Reputation: 4649
I had two unwanted commits that had to be removed. So used this command git push -f origin HEAD^:master
and git push -f origin HEAD^^:master
to remove the commits. Which removed successfully. After that I went ahead like usual git push
. But when I git push new commit, the deleted commits from the github are pushed back again to the github repo. How to push fresh commits without pushing the deleted commits to the github repo.
This is what's happening:
|
|----fresh-commit
|
|----unwanted-commit(deleted but pushed back)
|
|----unwanted-commit(deleted but pushed back)
|
|----previous-commits
what I want is this way:
|
|----fresh-commit
|
|----previous-commits
|
Upvotes: 3
Views: 179
Reputation: 1710
You pushed the previous commits to remote successfully but when you do git push
, you push your local changes again.
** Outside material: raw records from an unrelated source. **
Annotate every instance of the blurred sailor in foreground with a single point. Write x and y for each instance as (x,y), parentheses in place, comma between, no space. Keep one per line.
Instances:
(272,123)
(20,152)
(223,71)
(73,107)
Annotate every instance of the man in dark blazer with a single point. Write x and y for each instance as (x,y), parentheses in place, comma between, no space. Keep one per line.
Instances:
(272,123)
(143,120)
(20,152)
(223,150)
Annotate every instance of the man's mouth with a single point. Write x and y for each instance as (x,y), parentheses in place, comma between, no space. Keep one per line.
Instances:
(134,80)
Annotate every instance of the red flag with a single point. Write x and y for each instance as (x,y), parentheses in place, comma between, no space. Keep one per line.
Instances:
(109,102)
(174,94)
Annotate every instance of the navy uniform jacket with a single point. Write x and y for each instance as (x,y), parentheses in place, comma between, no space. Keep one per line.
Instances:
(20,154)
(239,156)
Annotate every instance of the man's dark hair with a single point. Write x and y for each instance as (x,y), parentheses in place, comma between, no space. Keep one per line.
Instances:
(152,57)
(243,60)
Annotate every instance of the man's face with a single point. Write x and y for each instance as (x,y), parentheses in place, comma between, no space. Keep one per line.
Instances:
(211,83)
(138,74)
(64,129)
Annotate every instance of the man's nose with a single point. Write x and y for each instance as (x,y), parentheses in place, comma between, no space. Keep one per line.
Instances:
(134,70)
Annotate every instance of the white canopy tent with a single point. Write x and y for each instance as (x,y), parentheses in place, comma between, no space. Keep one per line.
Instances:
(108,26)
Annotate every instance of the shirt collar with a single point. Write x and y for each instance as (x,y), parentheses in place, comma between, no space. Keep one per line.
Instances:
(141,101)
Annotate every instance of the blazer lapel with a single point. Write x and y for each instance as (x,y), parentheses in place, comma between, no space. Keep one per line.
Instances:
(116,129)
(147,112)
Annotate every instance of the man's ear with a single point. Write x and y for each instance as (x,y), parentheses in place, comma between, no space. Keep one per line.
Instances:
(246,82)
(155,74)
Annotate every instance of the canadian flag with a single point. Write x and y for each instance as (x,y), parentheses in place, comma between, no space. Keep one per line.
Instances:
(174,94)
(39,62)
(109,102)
If you don't want to see them you can either remove your local changes (clone your project from scratch after you removed unwanted commits) or do these:
git checkout HEAD~2
git branch -D master
git checkout -b master
git push -f origin master
which make a new master branch as you want!
Upvotes: 1
Reputation: 1
given:
steps:
git log
shows you hashes of all recent commits
git reset --soft HASH_OF_commit_C (unwanted-commit #1)
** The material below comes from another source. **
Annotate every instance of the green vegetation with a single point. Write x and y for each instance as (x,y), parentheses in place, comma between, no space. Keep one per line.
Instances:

it will remove last commit, but keeps your changes un-staged.
git stash
it will stash your changes for now.
git reset --hard HASH_OF_commit_A
resets the branch on commit_A state without keeping your changes.
git stash apply
applies your changes from stash (commit_D)
git add .; git commit -am "fresh-commit"
add files and commit
git log
please ensure unwanted commits are no longer there
git push --force
updates remote branch tree with no commit_B and commit_C included.
Upvotes: 0
Reputation: 8237
After you force pushed to backup origin's master, it should have move your local remote tracking branch origin/master to your old HEAD~2 commit, after which you can just git rebase -i HEAD~3
and removed the offending commits and then pushed that (and no force required, since its fast forwardable).